Tinnitus breakthrough as sound app could train the brain to tune out noises in your head

Last week I answered a reader’s letter about a new treatment for tinnitus, but I feel I should ­expand on it. It can be quite a common and frustrating complaint as we get older.

When I used to ask my dad how he was, he’d answer: “Fine, except for these noises in my head.”

And now I have them too.

Tinnitus affects up to one in four people, mostly older adults. It can be life-changing, affecting hearing, mood, concentration, sleep and in severe cases causes anxiety and depression.

The noise is irritating and intrusive and can’t be switched off. The brain focuses on it insistently, forcing us to pay attention to it.

There was precious little effective treatment for my dad but there’s a new app that gives hope to today’s sufferers.

An international team from Australia, New Zealand, France and Belgium has shown the debilitating impact of tinnitus can be improved in just weeks via a smartphone app.

The app is called MindEar and people can trial it for themselves on their smartphone.

“About 1.5 million people in Australia, four million in the UK and 20 million in the US have severe tinnitus,” says Dr Fabrice Bardy, of Auckland University, lead author of the research paper.

Up until now, people have been told nothing can be done. They have faced long waits for treatment and to see a specialist. The trial was small, 30 sufferers, but almost two-thirds of them experienced a “clinically ­significant improvement”.

“MindEar uses a combination of cognitive behavioural therapy, ­mindfulness and relaxation exercises as well as sound therapy to help you train your brain’s reaction so that we can tune out tinnitus. The sound you perceive fades in the background
and is much less bothersome,” says Professor Suzanne Purdy, psychologist at Auckland University.

“In our trial, two-thirds of users of our chatbot saw improvement after 16 weeks. This was shortened to only eight weeks when patients additionally had access to an online psychologist,” says Dr Bardy.

How does it work? Even before we’re born, our brains learn to filter out irrelevant sounds, such as the sound of blood rushing through our ears.
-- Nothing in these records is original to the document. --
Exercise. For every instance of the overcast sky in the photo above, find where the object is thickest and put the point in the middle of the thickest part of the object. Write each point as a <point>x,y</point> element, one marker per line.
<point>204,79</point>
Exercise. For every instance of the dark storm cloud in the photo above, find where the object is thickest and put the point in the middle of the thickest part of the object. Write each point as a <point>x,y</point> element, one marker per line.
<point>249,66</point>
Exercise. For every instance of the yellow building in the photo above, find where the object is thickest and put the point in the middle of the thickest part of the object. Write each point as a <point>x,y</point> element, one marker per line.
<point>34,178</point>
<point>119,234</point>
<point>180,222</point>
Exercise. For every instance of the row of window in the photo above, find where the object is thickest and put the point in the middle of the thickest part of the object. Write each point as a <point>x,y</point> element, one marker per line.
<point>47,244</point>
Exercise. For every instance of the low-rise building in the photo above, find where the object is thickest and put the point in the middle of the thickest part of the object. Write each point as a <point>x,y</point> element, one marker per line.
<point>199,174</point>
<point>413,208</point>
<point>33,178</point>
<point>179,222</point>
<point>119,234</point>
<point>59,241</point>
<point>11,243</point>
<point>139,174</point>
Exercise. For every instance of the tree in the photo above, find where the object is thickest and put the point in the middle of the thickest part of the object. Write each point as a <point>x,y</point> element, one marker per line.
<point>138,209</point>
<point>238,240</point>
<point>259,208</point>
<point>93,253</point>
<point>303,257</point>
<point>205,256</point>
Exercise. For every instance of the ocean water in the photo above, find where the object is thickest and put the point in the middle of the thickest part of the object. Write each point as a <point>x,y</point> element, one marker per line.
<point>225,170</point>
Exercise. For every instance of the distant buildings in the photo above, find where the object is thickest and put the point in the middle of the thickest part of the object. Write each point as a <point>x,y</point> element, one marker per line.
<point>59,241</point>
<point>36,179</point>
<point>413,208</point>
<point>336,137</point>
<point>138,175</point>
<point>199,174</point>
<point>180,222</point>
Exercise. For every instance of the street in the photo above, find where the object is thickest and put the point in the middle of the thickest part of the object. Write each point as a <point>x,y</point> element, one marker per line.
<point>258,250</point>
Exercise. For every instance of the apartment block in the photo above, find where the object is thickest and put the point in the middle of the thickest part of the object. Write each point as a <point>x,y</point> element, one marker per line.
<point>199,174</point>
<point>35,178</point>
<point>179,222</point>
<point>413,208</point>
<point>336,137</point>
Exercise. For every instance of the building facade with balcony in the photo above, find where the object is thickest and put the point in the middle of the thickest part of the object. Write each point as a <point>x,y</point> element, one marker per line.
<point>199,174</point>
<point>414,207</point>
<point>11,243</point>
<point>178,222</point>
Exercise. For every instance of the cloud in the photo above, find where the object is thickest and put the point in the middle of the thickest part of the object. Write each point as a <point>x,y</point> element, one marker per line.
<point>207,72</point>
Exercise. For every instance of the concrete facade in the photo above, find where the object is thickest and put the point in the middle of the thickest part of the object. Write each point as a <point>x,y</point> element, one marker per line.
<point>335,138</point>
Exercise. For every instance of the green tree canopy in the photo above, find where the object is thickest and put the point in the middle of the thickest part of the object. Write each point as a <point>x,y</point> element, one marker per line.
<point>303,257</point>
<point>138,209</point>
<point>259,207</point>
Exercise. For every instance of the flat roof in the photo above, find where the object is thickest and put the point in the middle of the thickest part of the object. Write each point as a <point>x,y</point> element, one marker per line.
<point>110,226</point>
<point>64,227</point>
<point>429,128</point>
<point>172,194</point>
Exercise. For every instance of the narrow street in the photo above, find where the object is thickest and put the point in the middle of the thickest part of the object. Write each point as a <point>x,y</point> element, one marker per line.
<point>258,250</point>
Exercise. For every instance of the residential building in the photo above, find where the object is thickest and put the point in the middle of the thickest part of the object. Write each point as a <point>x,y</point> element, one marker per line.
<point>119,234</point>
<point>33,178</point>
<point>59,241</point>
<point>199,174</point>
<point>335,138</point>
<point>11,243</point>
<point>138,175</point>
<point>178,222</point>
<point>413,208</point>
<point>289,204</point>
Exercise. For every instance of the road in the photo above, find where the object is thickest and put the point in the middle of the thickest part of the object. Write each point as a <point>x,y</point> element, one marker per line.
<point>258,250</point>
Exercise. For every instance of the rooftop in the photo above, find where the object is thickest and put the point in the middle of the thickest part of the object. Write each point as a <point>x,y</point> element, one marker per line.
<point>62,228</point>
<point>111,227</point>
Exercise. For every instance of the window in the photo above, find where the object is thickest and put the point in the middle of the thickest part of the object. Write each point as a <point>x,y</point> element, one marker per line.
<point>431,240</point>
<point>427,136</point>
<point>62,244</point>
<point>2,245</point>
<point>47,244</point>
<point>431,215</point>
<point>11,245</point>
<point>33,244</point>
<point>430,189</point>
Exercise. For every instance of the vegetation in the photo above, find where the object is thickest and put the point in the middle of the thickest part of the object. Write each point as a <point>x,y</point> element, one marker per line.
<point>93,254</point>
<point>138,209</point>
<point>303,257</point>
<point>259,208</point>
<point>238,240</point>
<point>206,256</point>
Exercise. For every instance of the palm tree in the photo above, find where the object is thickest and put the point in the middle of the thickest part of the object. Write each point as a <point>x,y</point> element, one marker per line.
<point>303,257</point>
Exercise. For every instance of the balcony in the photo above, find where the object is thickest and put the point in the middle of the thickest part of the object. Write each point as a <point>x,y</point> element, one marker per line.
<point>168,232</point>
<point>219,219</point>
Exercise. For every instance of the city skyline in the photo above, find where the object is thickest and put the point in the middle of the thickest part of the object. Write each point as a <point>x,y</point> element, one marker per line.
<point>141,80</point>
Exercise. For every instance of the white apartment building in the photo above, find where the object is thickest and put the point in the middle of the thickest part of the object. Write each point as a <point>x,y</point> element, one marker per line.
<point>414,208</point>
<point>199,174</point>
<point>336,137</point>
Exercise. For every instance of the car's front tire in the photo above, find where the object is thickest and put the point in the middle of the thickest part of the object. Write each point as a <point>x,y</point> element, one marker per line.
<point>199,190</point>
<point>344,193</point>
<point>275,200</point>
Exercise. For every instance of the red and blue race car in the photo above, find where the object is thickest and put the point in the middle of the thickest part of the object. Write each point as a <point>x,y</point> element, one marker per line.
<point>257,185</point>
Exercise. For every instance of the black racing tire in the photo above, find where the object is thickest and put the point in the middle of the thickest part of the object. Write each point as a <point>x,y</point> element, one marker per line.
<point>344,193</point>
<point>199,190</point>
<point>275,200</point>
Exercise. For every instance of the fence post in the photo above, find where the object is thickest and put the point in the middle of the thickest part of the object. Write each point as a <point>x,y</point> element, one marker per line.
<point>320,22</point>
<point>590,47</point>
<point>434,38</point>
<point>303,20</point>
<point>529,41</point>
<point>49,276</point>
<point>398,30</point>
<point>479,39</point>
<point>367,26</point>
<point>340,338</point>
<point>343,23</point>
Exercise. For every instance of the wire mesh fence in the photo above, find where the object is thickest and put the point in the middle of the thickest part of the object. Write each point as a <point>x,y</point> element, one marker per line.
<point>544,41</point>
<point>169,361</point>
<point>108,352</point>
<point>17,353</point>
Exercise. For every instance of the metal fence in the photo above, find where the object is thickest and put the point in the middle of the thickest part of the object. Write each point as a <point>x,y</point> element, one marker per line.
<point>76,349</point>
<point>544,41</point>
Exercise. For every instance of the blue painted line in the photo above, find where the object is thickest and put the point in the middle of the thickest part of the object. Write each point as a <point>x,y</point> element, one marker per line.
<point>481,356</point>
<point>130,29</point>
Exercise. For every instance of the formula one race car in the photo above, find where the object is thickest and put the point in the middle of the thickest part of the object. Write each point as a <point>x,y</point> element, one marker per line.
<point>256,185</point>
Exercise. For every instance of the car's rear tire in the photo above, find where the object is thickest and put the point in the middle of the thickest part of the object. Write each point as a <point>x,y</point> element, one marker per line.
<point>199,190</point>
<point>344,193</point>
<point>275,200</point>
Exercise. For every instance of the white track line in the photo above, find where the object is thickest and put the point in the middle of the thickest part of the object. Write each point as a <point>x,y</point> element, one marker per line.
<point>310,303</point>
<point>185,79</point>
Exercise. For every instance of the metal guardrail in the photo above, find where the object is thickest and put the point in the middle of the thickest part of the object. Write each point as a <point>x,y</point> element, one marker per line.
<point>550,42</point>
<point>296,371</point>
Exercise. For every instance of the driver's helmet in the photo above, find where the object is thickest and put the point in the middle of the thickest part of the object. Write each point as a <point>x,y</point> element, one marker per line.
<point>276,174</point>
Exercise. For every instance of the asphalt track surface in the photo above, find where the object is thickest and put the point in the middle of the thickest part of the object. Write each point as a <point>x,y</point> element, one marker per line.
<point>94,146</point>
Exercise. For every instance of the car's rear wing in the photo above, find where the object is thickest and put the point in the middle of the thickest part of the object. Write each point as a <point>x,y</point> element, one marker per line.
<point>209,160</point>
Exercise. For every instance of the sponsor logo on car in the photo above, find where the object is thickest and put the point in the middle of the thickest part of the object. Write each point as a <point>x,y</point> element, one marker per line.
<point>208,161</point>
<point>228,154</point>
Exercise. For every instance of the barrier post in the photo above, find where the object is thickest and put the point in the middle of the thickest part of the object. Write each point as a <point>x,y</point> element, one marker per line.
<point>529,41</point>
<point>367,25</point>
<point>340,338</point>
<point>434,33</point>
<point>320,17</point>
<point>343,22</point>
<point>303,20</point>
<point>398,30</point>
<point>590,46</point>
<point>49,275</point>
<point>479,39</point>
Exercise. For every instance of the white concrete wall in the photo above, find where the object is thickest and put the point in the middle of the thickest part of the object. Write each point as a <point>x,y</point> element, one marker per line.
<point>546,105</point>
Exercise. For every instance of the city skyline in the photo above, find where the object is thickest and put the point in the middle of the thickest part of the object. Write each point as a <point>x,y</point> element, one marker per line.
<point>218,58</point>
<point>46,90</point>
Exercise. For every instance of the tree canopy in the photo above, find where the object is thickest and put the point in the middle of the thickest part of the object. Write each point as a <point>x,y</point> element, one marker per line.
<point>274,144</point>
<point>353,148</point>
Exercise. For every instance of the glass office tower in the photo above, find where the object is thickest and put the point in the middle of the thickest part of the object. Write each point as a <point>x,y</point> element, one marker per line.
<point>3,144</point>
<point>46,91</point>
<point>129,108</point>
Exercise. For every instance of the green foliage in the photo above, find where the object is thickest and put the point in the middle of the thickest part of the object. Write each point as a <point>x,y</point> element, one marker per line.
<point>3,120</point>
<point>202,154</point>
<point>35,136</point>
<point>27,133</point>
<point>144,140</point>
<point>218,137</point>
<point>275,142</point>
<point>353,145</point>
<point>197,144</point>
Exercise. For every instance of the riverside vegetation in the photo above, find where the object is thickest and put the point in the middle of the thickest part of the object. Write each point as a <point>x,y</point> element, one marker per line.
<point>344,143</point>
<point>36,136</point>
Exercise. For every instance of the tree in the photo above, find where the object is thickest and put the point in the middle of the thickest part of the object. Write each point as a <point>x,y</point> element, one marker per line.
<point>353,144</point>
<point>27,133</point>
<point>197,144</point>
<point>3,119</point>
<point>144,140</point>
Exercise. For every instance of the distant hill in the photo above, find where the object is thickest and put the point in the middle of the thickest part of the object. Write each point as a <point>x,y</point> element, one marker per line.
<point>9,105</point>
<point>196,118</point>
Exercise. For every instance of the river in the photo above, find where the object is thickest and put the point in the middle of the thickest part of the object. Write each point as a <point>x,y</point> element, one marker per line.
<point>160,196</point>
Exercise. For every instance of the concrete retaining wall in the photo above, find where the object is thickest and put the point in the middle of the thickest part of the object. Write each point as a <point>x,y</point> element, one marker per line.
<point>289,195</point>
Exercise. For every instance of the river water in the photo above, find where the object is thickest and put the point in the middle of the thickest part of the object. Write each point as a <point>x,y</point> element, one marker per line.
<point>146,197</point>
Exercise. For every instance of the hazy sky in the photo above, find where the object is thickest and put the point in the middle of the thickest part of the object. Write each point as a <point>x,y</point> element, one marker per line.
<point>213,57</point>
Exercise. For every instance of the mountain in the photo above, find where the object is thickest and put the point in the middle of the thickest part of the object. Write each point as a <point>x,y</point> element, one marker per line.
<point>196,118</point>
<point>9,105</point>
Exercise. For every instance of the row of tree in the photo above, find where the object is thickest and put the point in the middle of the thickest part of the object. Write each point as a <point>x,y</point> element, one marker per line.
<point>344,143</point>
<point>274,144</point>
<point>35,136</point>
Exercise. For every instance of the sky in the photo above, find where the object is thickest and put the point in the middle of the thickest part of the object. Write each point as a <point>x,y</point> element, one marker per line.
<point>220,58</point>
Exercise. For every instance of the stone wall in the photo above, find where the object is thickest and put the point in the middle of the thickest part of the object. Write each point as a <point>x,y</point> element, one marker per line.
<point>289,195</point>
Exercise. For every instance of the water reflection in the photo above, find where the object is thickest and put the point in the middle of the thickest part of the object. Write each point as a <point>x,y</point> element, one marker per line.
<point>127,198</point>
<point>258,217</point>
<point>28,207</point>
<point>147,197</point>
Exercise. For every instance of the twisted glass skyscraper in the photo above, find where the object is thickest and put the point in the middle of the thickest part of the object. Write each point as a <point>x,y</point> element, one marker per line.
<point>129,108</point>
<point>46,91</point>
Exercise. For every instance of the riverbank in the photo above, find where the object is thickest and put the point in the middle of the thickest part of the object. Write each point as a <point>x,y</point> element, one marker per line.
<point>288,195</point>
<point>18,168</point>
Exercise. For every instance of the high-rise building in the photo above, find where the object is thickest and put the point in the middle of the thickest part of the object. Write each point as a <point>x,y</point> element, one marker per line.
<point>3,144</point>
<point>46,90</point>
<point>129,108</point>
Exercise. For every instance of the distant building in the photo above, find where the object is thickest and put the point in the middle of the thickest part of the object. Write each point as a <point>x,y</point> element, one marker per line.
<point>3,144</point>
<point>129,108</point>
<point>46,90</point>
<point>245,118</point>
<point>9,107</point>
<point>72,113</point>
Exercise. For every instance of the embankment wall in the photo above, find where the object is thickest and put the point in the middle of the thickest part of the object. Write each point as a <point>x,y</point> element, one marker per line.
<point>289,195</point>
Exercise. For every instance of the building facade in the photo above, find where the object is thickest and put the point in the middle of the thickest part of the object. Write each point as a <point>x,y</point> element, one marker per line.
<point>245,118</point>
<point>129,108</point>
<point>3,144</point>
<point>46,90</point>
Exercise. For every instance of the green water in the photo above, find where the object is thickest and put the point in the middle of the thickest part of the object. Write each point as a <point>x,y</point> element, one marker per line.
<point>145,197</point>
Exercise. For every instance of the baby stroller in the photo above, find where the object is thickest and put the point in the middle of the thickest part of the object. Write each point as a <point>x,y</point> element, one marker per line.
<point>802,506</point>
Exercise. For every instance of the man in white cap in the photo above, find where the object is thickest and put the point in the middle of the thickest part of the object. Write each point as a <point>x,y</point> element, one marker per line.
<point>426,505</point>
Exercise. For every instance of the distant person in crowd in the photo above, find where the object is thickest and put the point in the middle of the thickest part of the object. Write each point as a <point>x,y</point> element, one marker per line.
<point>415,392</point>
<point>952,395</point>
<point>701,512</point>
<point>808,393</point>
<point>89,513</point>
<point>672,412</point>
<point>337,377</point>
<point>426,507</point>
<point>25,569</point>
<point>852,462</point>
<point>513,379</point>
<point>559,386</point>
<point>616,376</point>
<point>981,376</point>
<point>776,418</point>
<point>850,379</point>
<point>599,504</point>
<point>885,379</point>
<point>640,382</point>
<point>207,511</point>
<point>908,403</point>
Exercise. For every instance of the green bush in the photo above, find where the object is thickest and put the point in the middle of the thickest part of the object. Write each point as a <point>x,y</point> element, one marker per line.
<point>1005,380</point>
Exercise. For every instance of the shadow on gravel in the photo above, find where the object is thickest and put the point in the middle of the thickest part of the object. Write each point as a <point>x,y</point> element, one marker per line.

Later on, our brains learn to filter out environmental noises like traffic and a snoring partner.

Most alarms bypass this filter and trigger the fight-or-flight response. Tinnitus occurs when a person hears a sound in the head or ears where there’s no risk, yet the mind responds with fight-or-flight and anxiety.

MindEar equips the mind and body to suppress the brain’s focus on tinnitus and relive stress.

It’s an accessible, effective tool for people with tinnitus.